Les mineurs sont apparus insuffisamment accompagnés. Ils peuvent rester plus de 12h sans distribution de repas, entre 17h30 la veille et lendemain 7h30. Ils ne bénéficient que d’une heure de promenade une fois par jour. La gestion en quatre groupes, prévalant au moment du contrôle pour éviter les contacts entre certains jeunes, impose de démultiplier les intervenants. Les mineurs ne bénéficient chacun que d’une heure de sport par semaine. Ils ne suivent qu’entre 6 à 7h de cours par semaine. Certains peuvent passer entre 19h et 20h en cellule par jour. Ils ne sont pas toujours acheminés à l’unité sanitaire et les soignants se rendent peu au quartier des mineurs ; ils ne sont pas inclus dans le programme du centre de soin, d’accompagnement et de prévention en addictologie. Enfin, les juges des enfants et les juges d’instruction spécialisés pour les mineurs ne connaissent pas l’établissement ; les commissions d’application des peines, les demandes de mise en liberté et les audiences pour les aménagements de peine se font exclusivement hors débats (par simple échanges écrits d’avis).

En dépit des nombreuses difficultés recensées, les contrôleurs ont constaté certaines évolutions favorables depuis la précédente visite ainsi que l’engagement des acteurs de la détention.
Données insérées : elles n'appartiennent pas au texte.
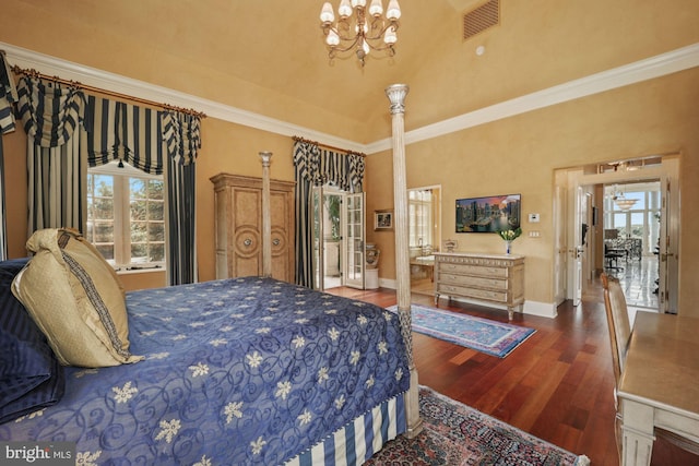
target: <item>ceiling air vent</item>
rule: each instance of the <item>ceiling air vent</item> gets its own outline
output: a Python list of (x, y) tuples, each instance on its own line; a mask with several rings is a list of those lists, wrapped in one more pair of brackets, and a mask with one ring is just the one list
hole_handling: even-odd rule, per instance
[(464, 13), (463, 38), (475, 36), (500, 23), (500, 0), (490, 0), (481, 7)]

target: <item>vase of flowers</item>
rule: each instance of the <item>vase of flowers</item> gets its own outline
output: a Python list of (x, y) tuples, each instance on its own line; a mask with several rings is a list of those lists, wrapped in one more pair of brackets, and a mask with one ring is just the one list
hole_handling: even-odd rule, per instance
[(522, 235), (522, 228), (517, 227), (516, 229), (507, 229), (507, 230), (498, 230), (498, 235), (500, 238), (505, 240), (505, 252), (507, 254), (512, 253), (512, 241)]

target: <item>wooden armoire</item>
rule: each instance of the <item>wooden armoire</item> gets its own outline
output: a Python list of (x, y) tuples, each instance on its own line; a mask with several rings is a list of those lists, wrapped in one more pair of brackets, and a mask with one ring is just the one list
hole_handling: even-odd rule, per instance
[[(261, 276), (262, 178), (218, 174), (214, 183), (216, 278)], [(270, 180), (272, 277), (294, 282), (293, 181)]]

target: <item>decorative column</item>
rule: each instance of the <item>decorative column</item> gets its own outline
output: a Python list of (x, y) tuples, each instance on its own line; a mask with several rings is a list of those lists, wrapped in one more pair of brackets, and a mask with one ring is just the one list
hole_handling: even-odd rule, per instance
[(261, 152), (262, 160), (262, 276), (272, 276), (272, 213), (270, 211), (270, 160), (271, 152)]
[(407, 181), (405, 176), (405, 142), (404, 120), (405, 106), (403, 101), (408, 87), (405, 84), (393, 84), (386, 88), (386, 95), (391, 101), (391, 119), (393, 127), (393, 223), (395, 231), (395, 280), (398, 289), (398, 316), (401, 322), (401, 333), (407, 351), (411, 387), (405, 399), (405, 415), (407, 418), (407, 437), (414, 438), (423, 430), (419, 417), (419, 389), (417, 370), (413, 360), (413, 336), (411, 322), (411, 264), (408, 249), (408, 207)]

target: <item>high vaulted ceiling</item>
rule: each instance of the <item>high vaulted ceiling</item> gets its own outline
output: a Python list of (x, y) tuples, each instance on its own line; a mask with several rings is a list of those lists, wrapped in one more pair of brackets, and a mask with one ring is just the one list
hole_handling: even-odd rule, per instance
[(390, 84), (411, 86), (410, 130), (699, 40), (695, 0), (501, 0), (469, 40), (485, 0), (400, 0), (395, 57), (360, 68), (329, 62), (323, 0), (5, 2), (2, 41), (362, 143), (390, 132)]

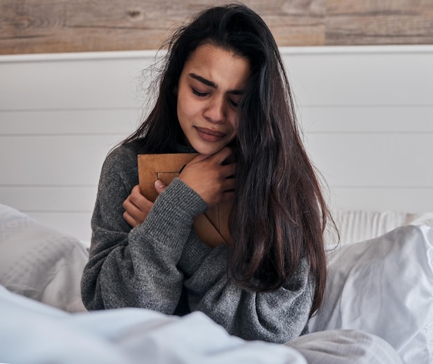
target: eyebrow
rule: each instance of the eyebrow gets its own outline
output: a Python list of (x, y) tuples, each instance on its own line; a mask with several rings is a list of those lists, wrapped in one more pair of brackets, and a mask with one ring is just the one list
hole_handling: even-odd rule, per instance
[[(190, 73), (188, 75), (191, 78), (194, 78), (197, 81), (201, 82), (201, 83), (205, 84), (206, 86), (209, 86), (213, 89), (218, 89), (218, 86), (215, 82), (212, 81), (210, 81), (209, 80), (206, 80), (205, 78), (199, 76), (199, 75), (196, 75), (195, 73)], [(228, 91), (228, 93), (232, 93), (233, 95), (242, 95), (243, 94), (243, 91), (242, 90), (230, 90)]]

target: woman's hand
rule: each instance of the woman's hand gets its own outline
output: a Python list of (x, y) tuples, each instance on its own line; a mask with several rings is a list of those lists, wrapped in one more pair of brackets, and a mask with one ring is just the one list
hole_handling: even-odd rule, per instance
[[(160, 181), (155, 182), (155, 190), (160, 194), (167, 186)], [(147, 217), (154, 203), (149, 201), (140, 192), (138, 185), (133, 187), (131, 194), (122, 204), (125, 211), (123, 219), (133, 228), (142, 224)]]
[(210, 208), (233, 198), (236, 163), (223, 165), (232, 154), (232, 149), (225, 147), (211, 156), (200, 154), (179, 175)]

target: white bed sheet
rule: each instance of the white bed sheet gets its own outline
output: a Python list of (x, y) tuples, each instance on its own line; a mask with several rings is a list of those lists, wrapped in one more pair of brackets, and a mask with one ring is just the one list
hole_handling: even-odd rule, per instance
[(0, 286), (0, 361), (13, 364), (402, 364), (383, 339), (356, 331), (281, 345), (231, 336), (203, 313), (140, 309), (69, 313)]

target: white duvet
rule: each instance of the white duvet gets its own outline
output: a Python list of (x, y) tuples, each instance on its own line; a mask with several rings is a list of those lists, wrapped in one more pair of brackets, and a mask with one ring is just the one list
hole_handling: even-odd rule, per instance
[(432, 364), (433, 229), (402, 226), (329, 254), (312, 334), (286, 345), (246, 342), (199, 312), (66, 312), (84, 311), (86, 249), (0, 204), (0, 363), (397, 364), (398, 353)]

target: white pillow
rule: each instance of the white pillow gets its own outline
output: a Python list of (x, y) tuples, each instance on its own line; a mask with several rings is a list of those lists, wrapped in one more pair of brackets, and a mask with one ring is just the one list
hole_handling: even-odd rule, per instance
[(80, 280), (89, 259), (77, 239), (0, 204), (0, 284), (69, 312), (85, 311)]
[(324, 303), (310, 332), (377, 335), (405, 363), (433, 362), (433, 229), (409, 225), (329, 253)]
[[(433, 212), (335, 210), (332, 215), (340, 233), (340, 244), (343, 245), (373, 239), (405, 225), (433, 227)], [(328, 246), (333, 246), (335, 236), (332, 229), (329, 233), (326, 242)]]

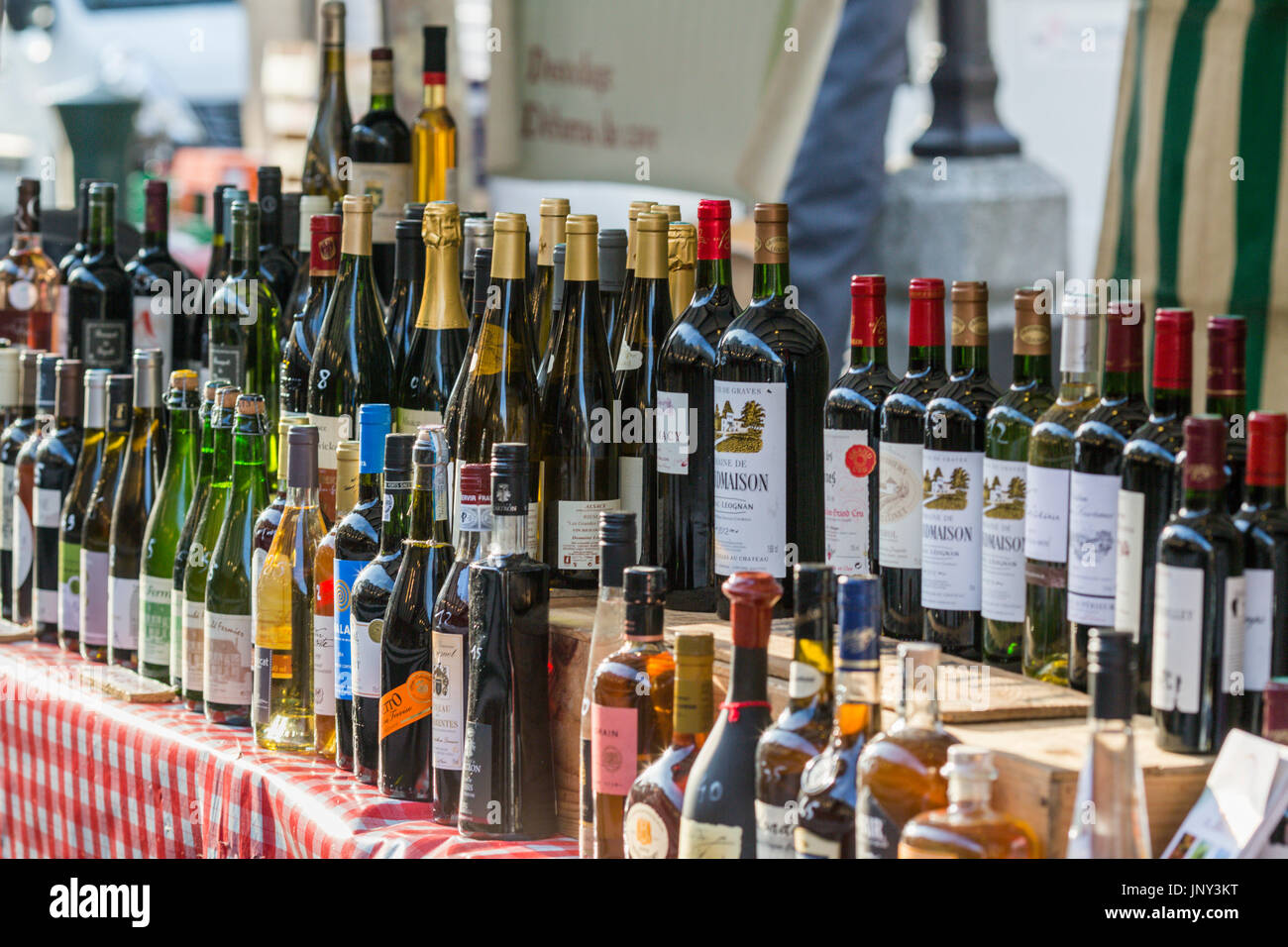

Il est à espérer que la consolidation récente des équipes de direction et administratives permettra à l’établissement de s’emparer de ces nombreux axes d’amélioration.

Un rapport provisoire a été adressé le 12 mai 2024 au directeur du centre pénitentiaire, aux chefs de la juridiction de Nanterre, au préfet des Hauts-de-Seine, à l’agence régionale de santé d’Ile-de-France, et au directeur de l’hôpital Max Fourestier, centre d’accueil et de soins hospitaliers de Nanterre, pour une période d’échange contradictoire d’un mois.

Seul le directeur du centre pénitentiaire, dans un courrier en date du 23 juillet 2024, a fait valoir ses observations, intégrées au présent rapport définitif dans une police spécifique.